In a nutshell we need a tool that does the following:

Authenticates against the GitHub API
Configures an outbound API endpoint for repository events to be posted to
Respond to a GitHub repository event by grabbing a copy of the code
Issues a DOI for the code bundle

A while ago, together with Kaitlin Thaney (@MozillaScience) and Mark Hahnel (@figshare) I put together a proof of concept implementation called Fidgit that basically does the above. You can read more about how to run your own version of this service in the README here.

» Tuning in to the GitHub outbound API

GitHub has both an inbound (i.e. send commands to the API) and outbound notifications API called webhooks. By configuring the webhooks for a repository, it’s possible to receive an event notification from GitHub with some information about what has changed on the repo. Check out this list for all of the event types it’s possible to tune into but for the purposes of this article we’re going to focus on the event type that is generate when a new release is created.

Whether it’s Zenodo, figshare or a reference implementation like fidgit, they all rely upon listening to the [outbound GitHub API webhooks and responding with some actions based upon the content in the JSON payload received.

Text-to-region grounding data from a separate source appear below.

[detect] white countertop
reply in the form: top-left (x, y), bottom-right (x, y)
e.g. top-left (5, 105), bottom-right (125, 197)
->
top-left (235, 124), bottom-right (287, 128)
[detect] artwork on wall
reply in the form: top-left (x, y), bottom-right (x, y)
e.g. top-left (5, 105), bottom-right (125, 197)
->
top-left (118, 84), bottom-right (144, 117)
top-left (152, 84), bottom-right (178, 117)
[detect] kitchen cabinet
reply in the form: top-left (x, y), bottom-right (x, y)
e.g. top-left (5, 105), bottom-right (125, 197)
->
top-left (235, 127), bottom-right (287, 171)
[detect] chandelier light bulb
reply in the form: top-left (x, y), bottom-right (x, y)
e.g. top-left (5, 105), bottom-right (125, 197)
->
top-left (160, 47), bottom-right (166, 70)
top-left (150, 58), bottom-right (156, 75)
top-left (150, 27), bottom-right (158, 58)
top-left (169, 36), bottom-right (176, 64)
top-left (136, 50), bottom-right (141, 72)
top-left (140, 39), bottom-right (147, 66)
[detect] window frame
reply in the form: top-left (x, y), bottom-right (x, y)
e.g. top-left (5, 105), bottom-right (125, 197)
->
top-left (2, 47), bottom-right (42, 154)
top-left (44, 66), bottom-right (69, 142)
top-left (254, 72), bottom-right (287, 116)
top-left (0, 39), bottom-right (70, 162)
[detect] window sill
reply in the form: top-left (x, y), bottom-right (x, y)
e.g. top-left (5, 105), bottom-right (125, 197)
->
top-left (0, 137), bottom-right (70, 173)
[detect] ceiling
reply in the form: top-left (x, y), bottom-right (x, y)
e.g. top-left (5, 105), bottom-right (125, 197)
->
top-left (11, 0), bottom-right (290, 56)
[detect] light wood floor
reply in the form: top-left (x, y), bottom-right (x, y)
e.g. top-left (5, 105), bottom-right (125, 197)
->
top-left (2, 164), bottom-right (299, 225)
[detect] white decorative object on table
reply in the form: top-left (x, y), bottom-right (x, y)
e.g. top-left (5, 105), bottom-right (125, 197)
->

» Creating a webhook on a GitHub repo

Creating a webhook for a GitHub repo is something that can only be done by someone who has permissions to modify the repository state in some way. In order for figshare and Zenodo to set up the webhooks on your GitHub repos, both applications ask you to log in with your GitHub credentials and authorise their applications to administer your webhooks, they do this using OAuth. While a full OAuth login flow is the ‘complete’ way to do this, Fidgit requires a personal access token from your GitHub profile and uses this to authenticate and create a webhook. Note, it’s possible to only ask for the conservative permissions on a GitHub user’s account to just administer OAuth webhook scopes. You can read more about these scopes here.

» Archiving the code

Once notified of a change in the repository (such as a new release) then we need to go and grab that code. This could be in the form of a ‘Git clone’ of the repository and all of its history but Fidgit, Zenodo and figshare all choose to just grab a snapshot of the code from the GitHub raw download service. At the bottom right of the page of every GitHub repository, there’s a link to ‘Download ZIP’. This basically gives us a copy of the current status of the repository but without an Git (or GitHub) information attached such as Git history. As these files can be reasonably large it makes sense to grab this code bundle in a background worker process. That happens in Fidgit worker here which basically uses plain old curl to grab the zip archive and then push the code up to figshare through their API.

» Putting a DOI on it

This step is left as an exercise for the reader (just kidding). Fidgit doesn’t do this, figshare, Zenodo and Dryad are doing this bit and so it’s out of scope for this article.